Tables will be limited to four people but feel free to come solo and the DBF team will match you up. I shall be setting and asking the questions and all profits from the event will go to the Peter McVerry Trust.
In the Magazine, Paul Merton talks to Patrick Freyne about his new anthology of funny short stories, his grandfather who was in the IRA and his love of Irish humour. Deirdre McQuillan looks at a new book by Appasionata Ruth Monahan, which features floral displays around Ireland. In Weekend Review, Dan Gretton, author of I You We Them: Journeys Beyond Evil: The Desk Killer in History and Today, talks to Hugh Linehan.

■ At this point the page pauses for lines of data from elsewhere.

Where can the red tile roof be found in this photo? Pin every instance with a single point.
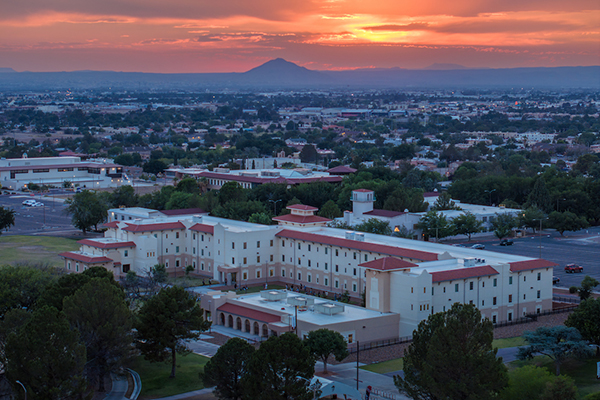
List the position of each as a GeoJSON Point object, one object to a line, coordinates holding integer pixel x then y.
{"type": "Point", "coordinates": [249, 313]}
{"type": "Point", "coordinates": [101, 245]}
{"type": "Point", "coordinates": [358, 245]}
{"type": "Point", "coordinates": [302, 207]}
{"type": "Point", "coordinates": [388, 264]}
{"type": "Point", "coordinates": [184, 211]}
{"type": "Point", "coordinates": [85, 259]}
{"type": "Point", "coordinates": [203, 228]}
{"type": "Point", "coordinates": [384, 213]}
{"type": "Point", "coordinates": [301, 219]}
{"type": "Point", "coordinates": [463, 273]}
{"type": "Point", "coordinates": [154, 227]}
{"type": "Point", "coordinates": [538, 263]}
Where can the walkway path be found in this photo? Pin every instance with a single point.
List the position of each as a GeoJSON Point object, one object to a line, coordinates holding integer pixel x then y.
{"type": "Point", "coordinates": [119, 389]}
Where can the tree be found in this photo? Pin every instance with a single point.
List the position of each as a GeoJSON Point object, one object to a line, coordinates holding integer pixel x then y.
{"type": "Point", "coordinates": [503, 224]}
{"type": "Point", "coordinates": [330, 210]}
{"type": "Point", "coordinates": [586, 319]}
{"type": "Point", "coordinates": [587, 286]}
{"type": "Point", "coordinates": [226, 369]}
{"type": "Point", "coordinates": [451, 357]}
{"type": "Point", "coordinates": [46, 355]}
{"type": "Point", "coordinates": [324, 342]}
{"type": "Point", "coordinates": [566, 221]}
{"type": "Point", "coordinates": [467, 224]}
{"type": "Point", "coordinates": [280, 369]}
{"type": "Point", "coordinates": [7, 218]}
{"type": "Point", "coordinates": [526, 383]}
{"type": "Point", "coordinates": [260, 218]}
{"type": "Point", "coordinates": [155, 166]}
{"type": "Point", "coordinates": [165, 321]}
{"type": "Point", "coordinates": [374, 225]}
{"type": "Point", "coordinates": [531, 218]}
{"type": "Point", "coordinates": [86, 210]}
{"type": "Point", "coordinates": [557, 342]}
{"type": "Point", "coordinates": [436, 225]}
{"type": "Point", "coordinates": [105, 326]}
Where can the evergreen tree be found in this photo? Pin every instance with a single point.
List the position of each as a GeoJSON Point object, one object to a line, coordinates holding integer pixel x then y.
{"type": "Point", "coordinates": [451, 357]}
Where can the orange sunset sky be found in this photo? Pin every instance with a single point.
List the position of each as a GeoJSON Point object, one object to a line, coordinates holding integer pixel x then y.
{"type": "Point", "coordinates": [236, 35]}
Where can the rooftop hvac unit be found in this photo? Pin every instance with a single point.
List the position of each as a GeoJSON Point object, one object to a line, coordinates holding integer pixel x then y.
{"type": "Point", "coordinates": [273, 295]}
{"type": "Point", "coordinates": [301, 301]}
{"type": "Point", "coordinates": [329, 308]}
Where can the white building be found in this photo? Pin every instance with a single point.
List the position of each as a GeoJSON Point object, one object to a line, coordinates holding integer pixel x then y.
{"type": "Point", "coordinates": [405, 277]}
{"type": "Point", "coordinates": [17, 173]}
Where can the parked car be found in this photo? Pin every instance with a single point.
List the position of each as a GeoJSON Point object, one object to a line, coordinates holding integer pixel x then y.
{"type": "Point", "coordinates": [572, 268]}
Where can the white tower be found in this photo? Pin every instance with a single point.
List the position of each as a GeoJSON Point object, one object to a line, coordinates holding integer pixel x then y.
{"type": "Point", "coordinates": [362, 202]}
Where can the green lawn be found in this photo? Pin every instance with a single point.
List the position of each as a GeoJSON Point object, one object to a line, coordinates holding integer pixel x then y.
{"type": "Point", "coordinates": [35, 249]}
{"type": "Point", "coordinates": [385, 366]}
{"type": "Point", "coordinates": [509, 342]}
{"type": "Point", "coordinates": [583, 372]}
{"type": "Point", "coordinates": [155, 376]}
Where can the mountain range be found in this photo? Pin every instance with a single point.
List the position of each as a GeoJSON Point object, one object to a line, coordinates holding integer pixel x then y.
{"type": "Point", "coordinates": [282, 74]}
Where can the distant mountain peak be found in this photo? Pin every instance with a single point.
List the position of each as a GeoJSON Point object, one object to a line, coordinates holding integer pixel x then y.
{"type": "Point", "coordinates": [444, 66]}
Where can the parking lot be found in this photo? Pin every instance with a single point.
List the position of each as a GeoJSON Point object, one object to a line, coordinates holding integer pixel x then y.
{"type": "Point", "coordinates": [581, 247]}
{"type": "Point", "coordinates": [49, 219]}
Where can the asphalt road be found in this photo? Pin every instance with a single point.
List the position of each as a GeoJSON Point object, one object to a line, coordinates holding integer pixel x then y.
{"type": "Point", "coordinates": [36, 220]}
{"type": "Point", "coordinates": [582, 247]}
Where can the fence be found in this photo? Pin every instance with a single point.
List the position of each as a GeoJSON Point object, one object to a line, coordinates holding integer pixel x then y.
{"type": "Point", "coordinates": [379, 343]}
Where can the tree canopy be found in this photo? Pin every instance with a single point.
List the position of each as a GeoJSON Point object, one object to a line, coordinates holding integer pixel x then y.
{"type": "Point", "coordinates": [451, 357]}
{"type": "Point", "coordinates": [165, 321]}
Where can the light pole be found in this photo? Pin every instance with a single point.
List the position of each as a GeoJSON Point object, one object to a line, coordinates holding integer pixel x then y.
{"type": "Point", "coordinates": [24, 388]}
{"type": "Point", "coordinates": [275, 205]}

Reviews include Fintan O’Toole on two Brexit-inspired satires by I am the Border, So I Am by @BorderIrish and Led by Donkeys: How four friends with a ladder took on Brexit; Catherine Toal on Backstop Land by Glenn Patterson; Dervla Murphy on Travels in the Aran Isles, Xian and Places in Between by Nicolas Bouvier, translated by Robyn Marsack; John Self on Meena Kandasamy’s Exquisite Cadavers; Brian Dillon on Emmanuel Carrère’s 97,196 Words, translated by John Lambert; Niamh Donnelly on Collected Stories by Elizabeth Bowen; Desmond Traynor on Will by Will Self; John McAuliffe on September 1, 1939: A Biography of a Poem by Ian Sansom; Sarah Gilmartin on The Tenth Muse by Catherine Chung; Martina Evans on The Poems of Dorothy Molloy and Jane Clarke’s When the Tree Falls; and Rob Doyle on Memories, Dreams, Reflections by Carl Jung. And there is a new poem by Rebecca O’Connor.